Many commentators think that Psalms 130:7 stamp the Psalm as the prayer not of an individual but of the congregation: but the exhortation to the people in those verses does not necessarily imply that the speaker in Psalms 130:1 is Israel personified; in fact it rather tends to distinguish the speaker from Israel. At the same time "the depths" out of which the Psalmist calls are mainly if not wholly national not personal sufferings. The sense of national guilt weighed heavily on the hearts of men like Nehemiah, whose prayer (Nehemiah 1:4-11) is closely akin to this Psalm, and the Psalm may best be understood as the prayer of a representative godly Israelite, such as Nehemiah.
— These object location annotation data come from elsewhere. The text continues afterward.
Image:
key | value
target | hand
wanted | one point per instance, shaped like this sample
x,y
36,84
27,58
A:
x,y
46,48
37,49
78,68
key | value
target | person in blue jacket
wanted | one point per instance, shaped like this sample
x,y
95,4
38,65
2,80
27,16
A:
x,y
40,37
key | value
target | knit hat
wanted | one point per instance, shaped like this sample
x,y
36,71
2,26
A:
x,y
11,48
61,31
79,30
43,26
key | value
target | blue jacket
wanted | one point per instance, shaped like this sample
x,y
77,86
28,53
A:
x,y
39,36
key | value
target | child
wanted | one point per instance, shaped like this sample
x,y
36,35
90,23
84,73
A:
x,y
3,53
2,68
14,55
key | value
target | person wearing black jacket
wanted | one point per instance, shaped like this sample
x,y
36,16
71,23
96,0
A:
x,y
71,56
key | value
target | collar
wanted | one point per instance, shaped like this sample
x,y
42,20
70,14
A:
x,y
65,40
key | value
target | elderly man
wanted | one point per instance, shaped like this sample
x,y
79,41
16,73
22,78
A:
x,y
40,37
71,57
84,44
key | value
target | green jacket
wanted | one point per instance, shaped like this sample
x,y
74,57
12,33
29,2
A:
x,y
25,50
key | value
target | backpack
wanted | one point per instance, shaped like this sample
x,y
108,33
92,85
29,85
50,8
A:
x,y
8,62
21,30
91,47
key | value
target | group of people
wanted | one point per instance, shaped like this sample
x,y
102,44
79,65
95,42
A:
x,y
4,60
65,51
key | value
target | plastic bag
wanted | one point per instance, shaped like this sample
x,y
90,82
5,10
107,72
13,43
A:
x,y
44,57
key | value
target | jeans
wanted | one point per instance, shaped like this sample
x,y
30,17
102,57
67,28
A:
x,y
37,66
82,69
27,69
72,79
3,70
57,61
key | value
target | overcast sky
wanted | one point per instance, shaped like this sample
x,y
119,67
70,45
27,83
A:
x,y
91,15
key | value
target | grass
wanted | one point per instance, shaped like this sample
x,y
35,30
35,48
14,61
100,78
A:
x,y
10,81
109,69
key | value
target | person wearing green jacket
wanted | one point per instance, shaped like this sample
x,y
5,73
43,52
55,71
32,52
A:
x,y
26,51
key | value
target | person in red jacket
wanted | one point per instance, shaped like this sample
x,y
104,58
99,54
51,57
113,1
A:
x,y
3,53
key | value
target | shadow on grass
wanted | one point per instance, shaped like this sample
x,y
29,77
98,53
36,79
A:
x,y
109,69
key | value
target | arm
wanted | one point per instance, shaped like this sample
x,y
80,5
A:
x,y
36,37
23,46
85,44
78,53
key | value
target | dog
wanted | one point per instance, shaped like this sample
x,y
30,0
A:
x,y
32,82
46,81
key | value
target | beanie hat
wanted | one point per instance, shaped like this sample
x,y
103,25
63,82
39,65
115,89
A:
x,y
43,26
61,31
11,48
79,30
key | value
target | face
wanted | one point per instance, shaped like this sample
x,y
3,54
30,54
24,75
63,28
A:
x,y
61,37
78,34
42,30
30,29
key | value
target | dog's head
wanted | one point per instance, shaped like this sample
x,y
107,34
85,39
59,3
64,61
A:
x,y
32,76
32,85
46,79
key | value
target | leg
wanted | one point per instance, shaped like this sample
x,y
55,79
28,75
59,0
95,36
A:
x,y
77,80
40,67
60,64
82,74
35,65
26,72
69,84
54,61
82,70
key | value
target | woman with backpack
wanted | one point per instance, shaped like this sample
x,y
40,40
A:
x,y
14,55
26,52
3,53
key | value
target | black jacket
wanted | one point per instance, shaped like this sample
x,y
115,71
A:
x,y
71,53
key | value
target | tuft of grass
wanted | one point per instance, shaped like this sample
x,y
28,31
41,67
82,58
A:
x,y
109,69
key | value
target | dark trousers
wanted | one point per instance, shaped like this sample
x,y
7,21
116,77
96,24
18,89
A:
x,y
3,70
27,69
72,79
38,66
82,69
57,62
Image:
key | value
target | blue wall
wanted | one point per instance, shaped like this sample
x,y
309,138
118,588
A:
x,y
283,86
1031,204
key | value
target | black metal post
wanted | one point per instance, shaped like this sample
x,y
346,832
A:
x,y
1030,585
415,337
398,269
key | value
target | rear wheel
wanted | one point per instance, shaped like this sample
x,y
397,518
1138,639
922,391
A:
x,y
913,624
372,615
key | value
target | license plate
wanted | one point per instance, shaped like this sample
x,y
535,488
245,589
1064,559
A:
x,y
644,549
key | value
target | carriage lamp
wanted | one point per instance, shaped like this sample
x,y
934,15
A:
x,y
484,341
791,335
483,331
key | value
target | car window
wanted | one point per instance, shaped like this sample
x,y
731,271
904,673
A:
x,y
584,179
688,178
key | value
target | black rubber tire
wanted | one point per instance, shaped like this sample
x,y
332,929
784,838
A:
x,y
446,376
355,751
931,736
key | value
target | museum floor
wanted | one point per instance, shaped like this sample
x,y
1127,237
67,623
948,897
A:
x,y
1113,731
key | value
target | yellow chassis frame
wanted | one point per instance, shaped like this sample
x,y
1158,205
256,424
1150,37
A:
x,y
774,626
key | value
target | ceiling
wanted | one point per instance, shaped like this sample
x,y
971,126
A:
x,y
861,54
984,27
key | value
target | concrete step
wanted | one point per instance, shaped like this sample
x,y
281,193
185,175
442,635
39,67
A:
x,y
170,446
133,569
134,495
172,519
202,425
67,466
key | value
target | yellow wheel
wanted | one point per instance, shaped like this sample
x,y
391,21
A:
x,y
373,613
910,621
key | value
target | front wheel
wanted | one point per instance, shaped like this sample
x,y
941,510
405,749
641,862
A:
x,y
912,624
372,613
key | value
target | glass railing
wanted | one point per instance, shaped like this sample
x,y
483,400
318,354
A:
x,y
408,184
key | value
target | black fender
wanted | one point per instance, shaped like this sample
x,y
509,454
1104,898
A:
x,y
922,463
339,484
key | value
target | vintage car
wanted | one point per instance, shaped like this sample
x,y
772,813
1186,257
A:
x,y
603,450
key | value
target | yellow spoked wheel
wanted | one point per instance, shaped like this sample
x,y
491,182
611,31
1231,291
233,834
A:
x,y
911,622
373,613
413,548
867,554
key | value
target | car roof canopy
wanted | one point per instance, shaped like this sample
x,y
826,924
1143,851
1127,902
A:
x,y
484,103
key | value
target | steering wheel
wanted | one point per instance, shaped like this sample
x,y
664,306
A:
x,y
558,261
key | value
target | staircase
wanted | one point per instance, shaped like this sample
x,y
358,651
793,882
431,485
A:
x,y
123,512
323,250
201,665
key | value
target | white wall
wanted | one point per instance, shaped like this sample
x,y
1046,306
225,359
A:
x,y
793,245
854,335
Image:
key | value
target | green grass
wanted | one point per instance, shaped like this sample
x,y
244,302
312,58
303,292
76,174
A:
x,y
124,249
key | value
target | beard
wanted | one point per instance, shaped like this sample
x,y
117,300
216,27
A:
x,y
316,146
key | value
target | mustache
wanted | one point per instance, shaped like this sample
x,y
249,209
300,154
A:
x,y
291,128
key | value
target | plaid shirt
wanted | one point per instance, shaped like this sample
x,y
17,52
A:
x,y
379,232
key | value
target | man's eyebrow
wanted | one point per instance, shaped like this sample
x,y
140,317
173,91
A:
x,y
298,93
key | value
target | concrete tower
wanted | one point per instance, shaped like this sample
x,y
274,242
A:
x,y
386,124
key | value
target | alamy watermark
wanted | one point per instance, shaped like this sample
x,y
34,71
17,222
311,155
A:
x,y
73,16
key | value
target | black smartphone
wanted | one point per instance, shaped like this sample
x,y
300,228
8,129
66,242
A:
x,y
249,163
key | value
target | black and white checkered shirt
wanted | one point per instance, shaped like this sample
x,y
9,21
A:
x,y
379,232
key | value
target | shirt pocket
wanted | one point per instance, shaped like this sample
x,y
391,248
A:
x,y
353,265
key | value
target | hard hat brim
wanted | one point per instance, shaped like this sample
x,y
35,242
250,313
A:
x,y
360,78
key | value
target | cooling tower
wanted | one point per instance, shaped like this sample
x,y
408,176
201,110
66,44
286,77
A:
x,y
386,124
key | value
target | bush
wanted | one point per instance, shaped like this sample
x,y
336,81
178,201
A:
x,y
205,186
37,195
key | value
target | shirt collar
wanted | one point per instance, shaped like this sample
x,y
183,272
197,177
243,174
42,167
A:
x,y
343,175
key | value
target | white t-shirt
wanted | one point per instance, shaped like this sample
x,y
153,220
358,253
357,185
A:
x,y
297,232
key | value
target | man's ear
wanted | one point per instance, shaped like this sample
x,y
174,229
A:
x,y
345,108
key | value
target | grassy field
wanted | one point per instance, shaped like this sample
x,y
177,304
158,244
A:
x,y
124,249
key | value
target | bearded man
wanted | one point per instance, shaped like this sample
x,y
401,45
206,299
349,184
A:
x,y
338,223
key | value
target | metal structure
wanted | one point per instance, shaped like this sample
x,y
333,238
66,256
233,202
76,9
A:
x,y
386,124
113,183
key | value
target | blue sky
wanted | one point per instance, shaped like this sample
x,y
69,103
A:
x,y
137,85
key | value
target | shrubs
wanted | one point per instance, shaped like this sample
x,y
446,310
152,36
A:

This Psalm is earlier than the Book of Chronicles, for the Chronicler in his addition to Solomon's prayer (2 Chronicles 6:40-42) combines Psalms 130:2 with Psalms 132:8-9; Psalms 132:16; Psalms 132:10 b, Psalms 132:1. It might have been written in the Exile, but more probably it belongs to the time of Nehemiah. It has noticeable points of contact with the confession in Nehemiah 9, as well as with Nehemiah 1:4-11. It should also be compared with Psalms 86.

It is one of the four Psalms which Luther called -Pauline Psalms" (32, 51, 130, 143); and as one of the seven Psalms known from ancient times in the Christian Church as -the Penitential Psalms," it is appointed as a Proper Psalm for Ash Wednesday.